For the first time in a generation, NASA is building a new human spacecraft that will usher in a new era of space exploration. Orion will take astronauts farther than ever before. The Orion spacecraft, which will carry up to four astronauts, is the safest, most advanced spacecraft ever built, and will be flexible and capable enough to take humans to a variety of destinations. Orion will serve as the exploration vehicle that will carry the crew to space, provide emergency abort capability, sustain the crew during space travel, and provide safe re-entry from deep-space return velocities. It will incorporate advances in propulsion, communications, life support, structural design, navigation, and power, drawing from the extensive spaceflight experience of NASA and its industry partners.

Orion awaits the U.S. Navy’s USS Anchorage after splashing down in the Pacific Ocean. Orion launched into space on a two-orbit, 4.5-hour test flight. (U.S. Navy)

On December 5, 2014, Orion launched atop a Delta IV Heavy rocket from Cape Canaveral on a two-orbit, four-hour flight that tested many of the systems most critical to safety. The test evaluated launch and high-speed reentry systems such as avionics, attitude control, parachutes, and the heat shield. In the future, Orion will launch on the SLS heavy-lift rocket. More powerful than any rocket ever built, SLS will be capable of sending humans to deep-space destinations such as an asteroid and eventually Mars. Exploration Mission-1(EM-1) will be the first mission to integrate Orion and the Space Launch System. SLS offers the highest-ever payload mass, volume capability, and energy to speed missions through space. In 2015, NASA completed the critical design review for SLS — a first for a NASA exploration-class vehicle in almost 40 years — and continues to move forward with production of the launch vehicle.

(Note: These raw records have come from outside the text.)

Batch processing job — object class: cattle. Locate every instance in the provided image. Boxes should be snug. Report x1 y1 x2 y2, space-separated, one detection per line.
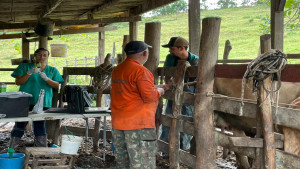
214 78 300 168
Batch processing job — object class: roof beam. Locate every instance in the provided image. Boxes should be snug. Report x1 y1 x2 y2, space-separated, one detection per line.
40 0 64 18
129 0 178 16
0 26 118 39
0 16 142 30
79 0 120 18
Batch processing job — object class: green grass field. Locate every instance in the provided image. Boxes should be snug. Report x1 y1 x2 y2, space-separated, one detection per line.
0 6 300 91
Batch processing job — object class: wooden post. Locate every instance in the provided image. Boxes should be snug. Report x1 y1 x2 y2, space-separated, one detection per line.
223 40 232 64
129 22 138 41
169 60 187 169
22 33 30 60
257 35 276 169
144 22 163 136
144 22 161 84
116 54 123 65
98 25 105 65
122 35 129 62
39 36 48 49
271 0 285 51
189 0 201 56
84 56 88 82
194 18 221 169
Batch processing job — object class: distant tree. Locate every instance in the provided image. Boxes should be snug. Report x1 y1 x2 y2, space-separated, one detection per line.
217 0 237 9
200 0 208 10
257 0 300 33
241 0 251 6
151 0 188 15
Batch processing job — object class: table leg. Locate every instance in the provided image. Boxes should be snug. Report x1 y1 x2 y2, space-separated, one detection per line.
84 118 89 153
103 116 106 161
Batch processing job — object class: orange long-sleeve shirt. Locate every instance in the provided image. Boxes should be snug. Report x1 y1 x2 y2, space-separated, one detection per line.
110 58 160 130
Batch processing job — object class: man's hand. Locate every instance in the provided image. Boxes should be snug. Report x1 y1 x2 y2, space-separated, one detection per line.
39 72 50 81
26 68 41 76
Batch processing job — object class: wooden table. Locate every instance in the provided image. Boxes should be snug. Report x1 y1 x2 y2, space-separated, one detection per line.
0 107 110 160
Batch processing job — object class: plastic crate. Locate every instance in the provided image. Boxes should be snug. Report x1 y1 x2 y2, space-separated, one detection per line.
0 92 32 118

A full-scale test version of the booster for the Space Launch System fired up for the second of two qualification ground tests. The first test was successfully completed in March 2015. When completed, two five-segment boosters and four RS-25 main engines will power the world’s most powerful rocket, with the Orion spacecraft atop. (Orbital ATK)

Orion’s first flight atop the SLS will not have humans aboard, but will pave the way for future missions with astronauts. Ultimately, it will help NASA prepare for missions to the Red Planet. During this flight, currently designated Exploration Mission-1, the spacecraft will travel thousands of miles beyond the Moon over the course of a three-week mission. Orion will stay in space longer than any ship for astronauts has done without docking to a space station, and return home faster and hotter than ever before.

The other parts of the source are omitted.